Taking the shape of Stentor, whose voice is as loud as fifty men, Juno shames the Greeks, recalling that when Achilles was fighting, the Trojans dared not venture from their city.
Athena seeks out Diomedes in particular, whose wound keeps him from battle. She recalls that, with her help, a reluctant Tydeus nonetheless joined the feast at Thebes mentioned in the previous book, and he challenged the Thebans to the contests that he won: “the rust of rest / (That would haue seisd another mind) he sufferd not” (lines 809–10). Diomedes is not worthy of such a father.
Recognizing Pallas, Diomedes makes the excuse that he was only obeying her order to attack no deity but Venus; he did wound her, but now Mars is abroad, and so Diomedes has duly told the Greeks to withdraw. Pallas replies with a rudimentary just-war theory (lines 828–34):
What then was fit is chang’d: Tis true, Mars hath iust rule in warre,
But iust warre; otherwise he raues, not fights; he’s alterd farre;
He vow’d to Iuno and my selfe, that his aide should be vsd
Against the Troians, whom it guards; and therein he abusd
His rule in armes, infring’d his word, and made his warre vniust:
He is inconstant, impious, mad: Resolue then; firmly trust
My aide of thee against his worst, or any Deitie.
Mars has just killed Periphas, strongest of the Aetolians and son of Ochisius.
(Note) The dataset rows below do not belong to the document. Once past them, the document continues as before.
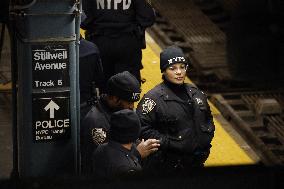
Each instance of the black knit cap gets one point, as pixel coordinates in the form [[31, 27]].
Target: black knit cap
[[170, 56], [124, 126], [125, 86]]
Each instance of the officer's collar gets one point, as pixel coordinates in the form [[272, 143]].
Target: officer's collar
[[168, 94]]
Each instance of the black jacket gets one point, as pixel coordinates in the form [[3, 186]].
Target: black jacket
[[94, 128], [94, 132], [185, 128], [90, 70], [112, 160], [120, 17]]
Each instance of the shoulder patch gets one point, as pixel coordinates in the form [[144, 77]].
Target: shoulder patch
[[98, 135], [199, 101], [148, 105]]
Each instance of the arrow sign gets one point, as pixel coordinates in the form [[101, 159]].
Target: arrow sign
[[51, 106]]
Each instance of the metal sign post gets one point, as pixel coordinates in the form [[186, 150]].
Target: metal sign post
[[46, 33]]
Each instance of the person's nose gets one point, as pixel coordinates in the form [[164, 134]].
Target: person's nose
[[178, 71], [131, 106]]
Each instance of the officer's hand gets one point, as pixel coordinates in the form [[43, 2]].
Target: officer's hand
[[147, 147]]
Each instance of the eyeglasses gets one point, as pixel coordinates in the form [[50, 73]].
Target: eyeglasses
[[176, 69]]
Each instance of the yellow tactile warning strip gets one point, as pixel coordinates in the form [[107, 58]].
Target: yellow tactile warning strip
[[225, 150]]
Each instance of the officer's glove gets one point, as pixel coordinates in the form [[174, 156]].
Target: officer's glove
[[181, 145]]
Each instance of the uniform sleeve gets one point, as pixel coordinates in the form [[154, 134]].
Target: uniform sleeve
[[99, 77], [145, 14], [147, 112]]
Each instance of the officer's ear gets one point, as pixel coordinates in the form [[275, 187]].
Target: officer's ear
[[115, 99]]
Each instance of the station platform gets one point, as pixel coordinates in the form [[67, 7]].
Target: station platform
[[228, 147]]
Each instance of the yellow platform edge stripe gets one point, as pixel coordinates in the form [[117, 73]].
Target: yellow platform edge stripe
[[225, 150]]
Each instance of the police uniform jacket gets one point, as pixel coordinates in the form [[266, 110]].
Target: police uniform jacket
[[113, 160], [185, 128], [94, 132], [104, 16], [91, 71]]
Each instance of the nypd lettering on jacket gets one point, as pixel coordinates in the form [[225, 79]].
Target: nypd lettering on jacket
[[113, 4], [176, 59]]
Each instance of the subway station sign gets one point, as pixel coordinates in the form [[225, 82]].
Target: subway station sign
[[50, 65], [51, 116]]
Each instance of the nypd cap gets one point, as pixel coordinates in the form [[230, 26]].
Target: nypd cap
[[171, 55], [124, 126], [125, 86]]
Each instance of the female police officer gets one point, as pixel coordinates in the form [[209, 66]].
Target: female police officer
[[178, 115]]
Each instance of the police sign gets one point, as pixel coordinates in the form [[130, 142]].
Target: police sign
[[50, 66], [51, 116]]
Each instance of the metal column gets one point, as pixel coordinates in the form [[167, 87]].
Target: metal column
[[46, 34]]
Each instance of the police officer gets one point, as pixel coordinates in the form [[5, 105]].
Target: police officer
[[117, 157], [178, 115], [122, 90], [117, 27]]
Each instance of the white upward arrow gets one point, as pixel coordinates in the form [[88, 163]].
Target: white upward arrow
[[51, 106]]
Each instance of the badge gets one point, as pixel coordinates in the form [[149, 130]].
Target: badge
[[148, 105], [98, 135], [199, 101]]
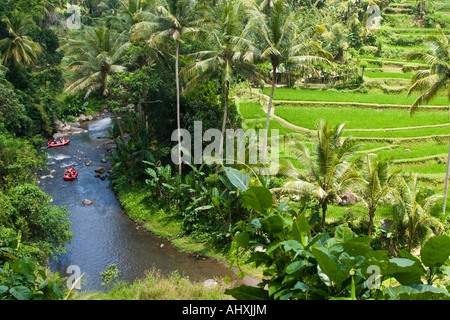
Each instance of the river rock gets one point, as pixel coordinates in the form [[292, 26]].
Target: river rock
[[100, 170], [65, 129], [74, 124], [210, 283], [59, 124], [76, 130]]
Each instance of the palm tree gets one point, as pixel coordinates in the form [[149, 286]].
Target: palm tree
[[413, 208], [280, 42], [173, 19], [18, 46], [226, 56], [435, 79], [128, 13], [96, 57], [377, 185], [327, 171]]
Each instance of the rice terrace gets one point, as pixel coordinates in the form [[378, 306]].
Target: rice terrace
[[103, 194]]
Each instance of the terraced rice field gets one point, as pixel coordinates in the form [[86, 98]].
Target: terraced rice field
[[414, 144]]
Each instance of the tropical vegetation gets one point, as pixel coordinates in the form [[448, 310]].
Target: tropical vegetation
[[357, 208]]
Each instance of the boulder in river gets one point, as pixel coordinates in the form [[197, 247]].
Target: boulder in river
[[210, 283]]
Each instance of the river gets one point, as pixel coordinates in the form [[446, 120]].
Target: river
[[103, 233]]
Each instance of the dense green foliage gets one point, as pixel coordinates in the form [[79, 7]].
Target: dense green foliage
[[164, 64]]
Mars is about to despoil the body when he sees Diomedes driving up; he does not see Pallas, who can use her helmet as a cloaking device and who keeps the lance of Mars from piercing the breast of Diomedes.
Athena also allows the lance of Diomedes to pierce the belly of Mars, who cries out with the voice of nine or ten thousand men and flies to heaven, where he complains that, while the other gods obey, Jove’s daughter does whatever she wants (lines 882–93).
Iupiter, with a contracted brow,
Thus answerd Mars: Thou many minds, inconstant changling thou;
Sit not complaining thus by me; whom most of all the Gods
(Inhabiting the starrie hill) I hate: no periods
Being set to thy contentions, brawles, fights, and pitching fields;
Iust of thy mother Iunos moods; stiffe-neckt, and neuer yeelds,
Though I correct her still, and chide; nor can forbeare offence,
Though to her sonne; this wound I know, tasts of her insolence.
But I will proue more naturall, thou shalt be cur’d, because
Thou com’st of me: but hadst thou bene, so crosse to sacred lawes,
Being borne to any other God; thou hadst bene throwne from heauen
Long since, as low as Tartarus, beneath the Giants driuen.
Jove calls Paeon to treat Mars’s wound. It heals the way milk curdles when rennet is put in. Hebe bathes and dresses Mars, who sits (line 901),
Exulting by his Sire againe, in top of all his state.
Their work being done, Juno and Pallas come back too.